Smart companies will innovate during inflation too. Make yourself as valuable as possible to your customers, and create new pathways to revenue with new customers. Consider modifying a service you offer to have a “lite” version that can be profitable but perhaps more affordable for customers. Or create a “premium” version with faster delivery or additional services at a higher price point. Bundle existing products together into a new package. The point is, constraints can create opportunity.
Customers will understand price increases or modifications to what they typically experience – but they’ll really appreciate being made aware first.

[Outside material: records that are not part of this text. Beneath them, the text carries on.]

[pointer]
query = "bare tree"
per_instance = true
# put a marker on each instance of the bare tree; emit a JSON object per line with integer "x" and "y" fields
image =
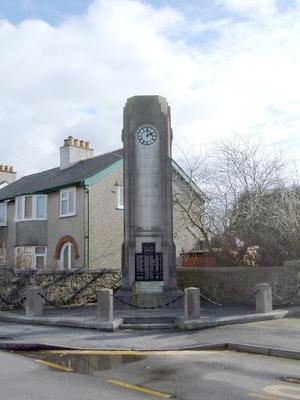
{"x": 248, "y": 213}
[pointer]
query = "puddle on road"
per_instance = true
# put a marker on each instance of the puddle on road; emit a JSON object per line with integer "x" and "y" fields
{"x": 86, "y": 364}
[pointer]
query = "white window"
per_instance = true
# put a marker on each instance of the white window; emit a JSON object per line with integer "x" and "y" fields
{"x": 120, "y": 199}
{"x": 40, "y": 257}
{"x": 3, "y": 212}
{"x": 31, "y": 207}
{"x": 68, "y": 202}
{"x": 31, "y": 257}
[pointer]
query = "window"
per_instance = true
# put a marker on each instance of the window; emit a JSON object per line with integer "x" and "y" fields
{"x": 3, "y": 213}
{"x": 31, "y": 207}
{"x": 39, "y": 257}
{"x": 2, "y": 255}
{"x": 120, "y": 200}
{"x": 31, "y": 257}
{"x": 68, "y": 202}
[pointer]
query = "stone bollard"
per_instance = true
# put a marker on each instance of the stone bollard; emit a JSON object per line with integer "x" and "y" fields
{"x": 263, "y": 298}
{"x": 191, "y": 303}
{"x": 34, "y": 301}
{"x": 105, "y": 305}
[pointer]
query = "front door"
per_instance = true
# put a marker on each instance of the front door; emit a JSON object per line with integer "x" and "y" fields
{"x": 67, "y": 256}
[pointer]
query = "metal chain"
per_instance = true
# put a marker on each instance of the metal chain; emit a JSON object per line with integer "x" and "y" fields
{"x": 148, "y": 308}
{"x": 16, "y": 303}
{"x": 211, "y": 301}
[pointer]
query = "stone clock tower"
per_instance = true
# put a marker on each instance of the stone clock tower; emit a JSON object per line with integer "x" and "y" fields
{"x": 149, "y": 264}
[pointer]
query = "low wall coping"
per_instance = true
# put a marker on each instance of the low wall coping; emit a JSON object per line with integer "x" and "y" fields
{"x": 236, "y": 269}
{"x": 18, "y": 271}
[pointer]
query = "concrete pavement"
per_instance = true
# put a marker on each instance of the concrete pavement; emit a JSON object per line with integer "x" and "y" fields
{"x": 278, "y": 334}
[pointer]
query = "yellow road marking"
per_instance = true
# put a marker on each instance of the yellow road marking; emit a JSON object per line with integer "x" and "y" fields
{"x": 140, "y": 389}
{"x": 56, "y": 366}
{"x": 265, "y": 396}
{"x": 289, "y": 392}
{"x": 131, "y": 352}
{"x": 292, "y": 380}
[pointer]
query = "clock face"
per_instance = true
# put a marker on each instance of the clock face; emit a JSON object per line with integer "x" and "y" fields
{"x": 147, "y": 135}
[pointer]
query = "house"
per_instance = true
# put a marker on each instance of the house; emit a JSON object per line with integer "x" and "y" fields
{"x": 71, "y": 216}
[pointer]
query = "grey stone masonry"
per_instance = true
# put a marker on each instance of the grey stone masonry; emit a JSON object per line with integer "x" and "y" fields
{"x": 263, "y": 298}
{"x": 34, "y": 301}
{"x": 191, "y": 303}
{"x": 105, "y": 305}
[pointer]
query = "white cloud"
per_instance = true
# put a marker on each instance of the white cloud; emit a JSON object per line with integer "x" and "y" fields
{"x": 74, "y": 78}
{"x": 259, "y": 7}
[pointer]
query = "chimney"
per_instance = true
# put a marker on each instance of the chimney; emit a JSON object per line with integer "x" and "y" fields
{"x": 7, "y": 174}
{"x": 74, "y": 150}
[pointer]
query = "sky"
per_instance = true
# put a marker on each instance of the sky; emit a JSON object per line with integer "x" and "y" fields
{"x": 226, "y": 67}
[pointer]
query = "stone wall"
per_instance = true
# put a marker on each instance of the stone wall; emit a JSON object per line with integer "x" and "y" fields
{"x": 235, "y": 285}
{"x": 60, "y": 288}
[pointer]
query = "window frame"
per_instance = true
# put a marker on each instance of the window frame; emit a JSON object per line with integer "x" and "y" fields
{"x": 68, "y": 191}
{"x": 2, "y": 255}
{"x": 4, "y": 205}
{"x": 35, "y": 255}
{"x": 20, "y": 202}
{"x": 120, "y": 198}
{"x": 30, "y": 251}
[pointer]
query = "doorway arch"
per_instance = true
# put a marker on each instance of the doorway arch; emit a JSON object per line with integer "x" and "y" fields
{"x": 66, "y": 252}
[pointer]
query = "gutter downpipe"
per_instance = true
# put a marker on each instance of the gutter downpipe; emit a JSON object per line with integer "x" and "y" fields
{"x": 87, "y": 233}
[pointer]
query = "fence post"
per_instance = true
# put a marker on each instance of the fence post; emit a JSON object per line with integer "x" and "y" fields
{"x": 34, "y": 301}
{"x": 263, "y": 298}
{"x": 105, "y": 304}
{"x": 191, "y": 303}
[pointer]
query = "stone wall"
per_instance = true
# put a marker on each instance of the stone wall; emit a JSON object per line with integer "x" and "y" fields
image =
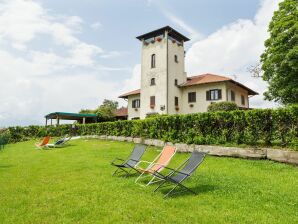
{"x": 290, "y": 157}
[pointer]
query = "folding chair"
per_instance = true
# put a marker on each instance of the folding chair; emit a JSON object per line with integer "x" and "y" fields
{"x": 177, "y": 176}
{"x": 131, "y": 161}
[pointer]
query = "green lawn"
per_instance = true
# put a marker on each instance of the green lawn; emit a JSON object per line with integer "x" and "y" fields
{"x": 74, "y": 185}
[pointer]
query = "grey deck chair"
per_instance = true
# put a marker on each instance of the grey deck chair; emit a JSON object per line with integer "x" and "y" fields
{"x": 131, "y": 161}
{"x": 176, "y": 177}
{"x": 58, "y": 143}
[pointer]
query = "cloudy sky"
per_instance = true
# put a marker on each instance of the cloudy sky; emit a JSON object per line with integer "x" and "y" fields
{"x": 67, "y": 55}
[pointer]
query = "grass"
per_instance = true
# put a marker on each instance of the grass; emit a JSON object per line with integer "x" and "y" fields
{"x": 74, "y": 185}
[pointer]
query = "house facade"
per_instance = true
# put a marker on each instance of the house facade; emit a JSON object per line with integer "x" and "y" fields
{"x": 165, "y": 86}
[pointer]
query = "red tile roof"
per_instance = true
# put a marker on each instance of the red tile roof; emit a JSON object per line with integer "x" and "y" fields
{"x": 121, "y": 112}
{"x": 135, "y": 92}
{"x": 210, "y": 78}
{"x": 205, "y": 78}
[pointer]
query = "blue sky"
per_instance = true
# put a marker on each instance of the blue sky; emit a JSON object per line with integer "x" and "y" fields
{"x": 67, "y": 55}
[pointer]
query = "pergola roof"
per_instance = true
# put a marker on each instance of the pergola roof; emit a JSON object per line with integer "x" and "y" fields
{"x": 70, "y": 116}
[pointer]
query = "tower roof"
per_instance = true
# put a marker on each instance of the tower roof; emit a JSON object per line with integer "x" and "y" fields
{"x": 172, "y": 32}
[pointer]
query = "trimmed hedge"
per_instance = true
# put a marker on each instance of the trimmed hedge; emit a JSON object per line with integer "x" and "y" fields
{"x": 222, "y": 106}
{"x": 253, "y": 127}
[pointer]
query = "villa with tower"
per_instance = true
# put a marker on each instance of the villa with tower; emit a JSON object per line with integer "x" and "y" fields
{"x": 165, "y": 86}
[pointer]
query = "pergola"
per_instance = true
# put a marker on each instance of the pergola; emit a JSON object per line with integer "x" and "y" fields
{"x": 81, "y": 118}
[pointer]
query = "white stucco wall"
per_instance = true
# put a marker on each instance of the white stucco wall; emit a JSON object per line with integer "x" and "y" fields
{"x": 175, "y": 71}
{"x": 201, "y": 103}
{"x": 159, "y": 73}
{"x": 133, "y": 112}
{"x": 238, "y": 92}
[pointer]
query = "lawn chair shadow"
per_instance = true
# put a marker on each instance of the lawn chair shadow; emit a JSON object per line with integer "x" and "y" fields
{"x": 200, "y": 189}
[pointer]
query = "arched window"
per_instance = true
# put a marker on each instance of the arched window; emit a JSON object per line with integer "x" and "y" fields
{"x": 153, "y": 61}
{"x": 176, "y": 58}
{"x": 152, "y": 82}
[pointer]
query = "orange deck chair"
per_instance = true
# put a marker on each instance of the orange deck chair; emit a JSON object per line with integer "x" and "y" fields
{"x": 43, "y": 143}
{"x": 157, "y": 164}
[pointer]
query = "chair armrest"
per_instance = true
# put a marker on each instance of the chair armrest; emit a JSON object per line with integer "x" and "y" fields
{"x": 117, "y": 159}
{"x": 174, "y": 171}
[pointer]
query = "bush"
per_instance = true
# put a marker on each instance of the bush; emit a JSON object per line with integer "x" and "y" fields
{"x": 222, "y": 106}
{"x": 252, "y": 127}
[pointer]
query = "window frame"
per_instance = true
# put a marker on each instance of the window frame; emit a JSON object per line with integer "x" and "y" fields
{"x": 153, "y": 61}
{"x": 152, "y": 101}
{"x": 176, "y": 58}
{"x": 176, "y": 101}
{"x": 192, "y": 97}
{"x": 136, "y": 103}
{"x": 213, "y": 94}
{"x": 242, "y": 100}
{"x": 152, "y": 82}
{"x": 233, "y": 96}
{"x": 176, "y": 82}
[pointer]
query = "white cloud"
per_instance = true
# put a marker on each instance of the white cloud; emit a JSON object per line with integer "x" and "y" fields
{"x": 61, "y": 76}
{"x": 96, "y": 25}
{"x": 233, "y": 48}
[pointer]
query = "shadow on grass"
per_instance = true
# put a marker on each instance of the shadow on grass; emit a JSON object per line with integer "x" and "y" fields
{"x": 180, "y": 192}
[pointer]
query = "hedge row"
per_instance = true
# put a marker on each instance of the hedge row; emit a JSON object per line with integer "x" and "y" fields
{"x": 253, "y": 127}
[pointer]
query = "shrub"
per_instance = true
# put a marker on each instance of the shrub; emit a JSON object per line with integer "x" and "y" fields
{"x": 222, "y": 106}
{"x": 252, "y": 127}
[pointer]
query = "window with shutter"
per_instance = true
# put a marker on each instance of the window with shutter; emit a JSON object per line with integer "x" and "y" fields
{"x": 176, "y": 101}
{"x": 232, "y": 95}
{"x": 152, "y": 101}
{"x": 153, "y": 61}
{"x": 242, "y": 100}
{"x": 214, "y": 94}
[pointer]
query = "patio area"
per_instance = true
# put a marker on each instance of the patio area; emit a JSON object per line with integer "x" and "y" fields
{"x": 74, "y": 184}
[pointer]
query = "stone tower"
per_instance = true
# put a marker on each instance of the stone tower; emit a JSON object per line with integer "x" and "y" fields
{"x": 162, "y": 70}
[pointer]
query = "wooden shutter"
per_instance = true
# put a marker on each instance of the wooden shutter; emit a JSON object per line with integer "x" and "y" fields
{"x": 152, "y": 100}
{"x": 208, "y": 95}
{"x": 219, "y": 94}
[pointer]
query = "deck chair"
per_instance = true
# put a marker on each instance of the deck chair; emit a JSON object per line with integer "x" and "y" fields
{"x": 161, "y": 161}
{"x": 131, "y": 161}
{"x": 58, "y": 143}
{"x": 177, "y": 176}
{"x": 43, "y": 142}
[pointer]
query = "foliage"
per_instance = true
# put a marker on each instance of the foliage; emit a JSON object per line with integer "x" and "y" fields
{"x": 254, "y": 127}
{"x": 280, "y": 59}
{"x": 222, "y": 106}
{"x": 74, "y": 184}
{"x": 104, "y": 112}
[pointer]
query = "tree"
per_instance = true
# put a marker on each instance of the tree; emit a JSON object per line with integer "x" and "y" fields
{"x": 280, "y": 58}
{"x": 222, "y": 106}
{"x": 105, "y": 112}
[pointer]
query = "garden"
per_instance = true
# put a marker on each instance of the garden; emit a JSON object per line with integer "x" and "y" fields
{"x": 74, "y": 184}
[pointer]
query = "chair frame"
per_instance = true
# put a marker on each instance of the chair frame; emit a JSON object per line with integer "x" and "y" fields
{"x": 145, "y": 174}
{"x": 121, "y": 167}
{"x": 167, "y": 178}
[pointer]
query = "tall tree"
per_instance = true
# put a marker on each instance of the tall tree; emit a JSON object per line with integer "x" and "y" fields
{"x": 280, "y": 59}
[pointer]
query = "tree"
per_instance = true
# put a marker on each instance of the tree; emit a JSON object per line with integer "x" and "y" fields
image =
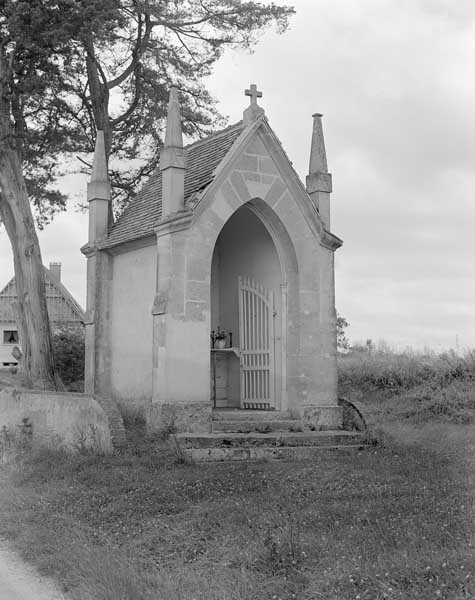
{"x": 341, "y": 339}
{"x": 69, "y": 67}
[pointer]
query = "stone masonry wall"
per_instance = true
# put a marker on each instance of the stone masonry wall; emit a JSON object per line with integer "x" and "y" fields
{"x": 72, "y": 420}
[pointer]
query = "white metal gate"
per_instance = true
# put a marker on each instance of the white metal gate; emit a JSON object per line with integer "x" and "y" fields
{"x": 256, "y": 340}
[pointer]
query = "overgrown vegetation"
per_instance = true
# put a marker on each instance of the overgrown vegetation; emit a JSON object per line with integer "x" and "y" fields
{"x": 413, "y": 386}
{"x": 393, "y": 522}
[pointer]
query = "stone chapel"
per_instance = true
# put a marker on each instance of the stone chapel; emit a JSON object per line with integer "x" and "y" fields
{"x": 214, "y": 289}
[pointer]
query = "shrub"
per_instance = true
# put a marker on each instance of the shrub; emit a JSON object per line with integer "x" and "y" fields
{"x": 68, "y": 348}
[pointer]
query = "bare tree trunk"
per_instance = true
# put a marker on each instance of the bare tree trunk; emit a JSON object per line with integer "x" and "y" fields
{"x": 34, "y": 327}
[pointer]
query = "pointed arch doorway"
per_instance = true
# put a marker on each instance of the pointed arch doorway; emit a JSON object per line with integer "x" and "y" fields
{"x": 246, "y": 301}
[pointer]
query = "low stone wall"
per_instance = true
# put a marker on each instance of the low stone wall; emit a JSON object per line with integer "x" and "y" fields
{"x": 74, "y": 420}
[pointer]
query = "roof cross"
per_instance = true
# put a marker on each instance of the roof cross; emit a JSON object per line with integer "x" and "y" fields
{"x": 253, "y": 93}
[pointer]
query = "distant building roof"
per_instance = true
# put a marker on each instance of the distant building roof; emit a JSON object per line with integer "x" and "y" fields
{"x": 141, "y": 216}
{"x": 62, "y": 307}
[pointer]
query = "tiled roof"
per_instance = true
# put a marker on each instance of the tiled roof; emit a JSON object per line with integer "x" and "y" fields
{"x": 142, "y": 214}
{"x": 62, "y": 307}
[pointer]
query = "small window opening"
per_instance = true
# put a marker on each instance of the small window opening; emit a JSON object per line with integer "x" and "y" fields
{"x": 10, "y": 337}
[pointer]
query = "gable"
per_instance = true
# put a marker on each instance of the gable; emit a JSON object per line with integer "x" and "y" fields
{"x": 141, "y": 216}
{"x": 62, "y": 307}
{"x": 258, "y": 167}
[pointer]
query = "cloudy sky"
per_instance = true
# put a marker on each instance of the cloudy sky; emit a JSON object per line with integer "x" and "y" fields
{"x": 395, "y": 82}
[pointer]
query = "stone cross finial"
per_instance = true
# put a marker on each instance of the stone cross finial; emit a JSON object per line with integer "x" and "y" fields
{"x": 253, "y": 111}
{"x": 253, "y": 93}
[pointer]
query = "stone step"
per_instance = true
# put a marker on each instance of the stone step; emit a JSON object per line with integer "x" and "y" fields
{"x": 273, "y": 439}
{"x": 247, "y": 426}
{"x": 284, "y": 453}
{"x": 238, "y": 414}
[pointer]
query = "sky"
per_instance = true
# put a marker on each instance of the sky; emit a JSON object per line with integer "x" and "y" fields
{"x": 395, "y": 82}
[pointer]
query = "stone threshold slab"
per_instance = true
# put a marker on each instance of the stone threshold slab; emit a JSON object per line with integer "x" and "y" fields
{"x": 287, "y": 453}
{"x": 280, "y": 438}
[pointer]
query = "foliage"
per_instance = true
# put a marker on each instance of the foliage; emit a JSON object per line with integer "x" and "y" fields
{"x": 341, "y": 339}
{"x": 78, "y": 65}
{"x": 68, "y": 348}
{"x": 415, "y": 387}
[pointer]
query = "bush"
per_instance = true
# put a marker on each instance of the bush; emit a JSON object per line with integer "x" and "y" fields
{"x": 396, "y": 373}
{"x": 68, "y": 348}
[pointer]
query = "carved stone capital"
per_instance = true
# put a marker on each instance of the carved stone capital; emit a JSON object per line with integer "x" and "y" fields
{"x": 174, "y": 222}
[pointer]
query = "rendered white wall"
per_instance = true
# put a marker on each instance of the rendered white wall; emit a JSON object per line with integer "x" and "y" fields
{"x": 133, "y": 292}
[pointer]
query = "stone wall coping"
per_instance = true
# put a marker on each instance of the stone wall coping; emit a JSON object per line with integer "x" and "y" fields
{"x": 15, "y": 390}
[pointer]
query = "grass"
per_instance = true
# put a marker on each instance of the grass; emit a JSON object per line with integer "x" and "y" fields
{"x": 392, "y": 522}
{"x": 412, "y": 387}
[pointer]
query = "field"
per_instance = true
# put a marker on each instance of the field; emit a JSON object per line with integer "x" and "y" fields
{"x": 395, "y": 521}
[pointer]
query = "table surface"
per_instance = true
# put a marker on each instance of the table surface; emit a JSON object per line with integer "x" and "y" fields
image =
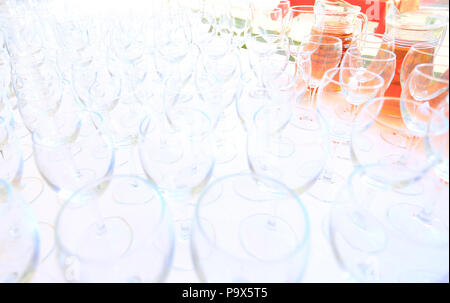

They may not be happy, but they’ll understand.
Be transparent with customers and let them know the realities:
- Prices are increasing by some amount
- The price increase will go into effect on some specific date
- While it’s not necessary, customers may appreciate knowing more about why your prices are increasing.
- If you plan to bring prices back down in the future, say so – even if you’re unsure when.
The opportunity to reinforce a culture of authentic, transparent customer communication can go a long way to creating long-term satisfaction and confidence.
Inflation won’t last forever – even if it sometimes feels like it. Is it a little scary out there right now? Yes, it is. But it doesn’t have to be when you plan, prepare and position your company for long-term, sustainable success. With the right leadership and approach, inflation can be a catalyst, not a catastrophe.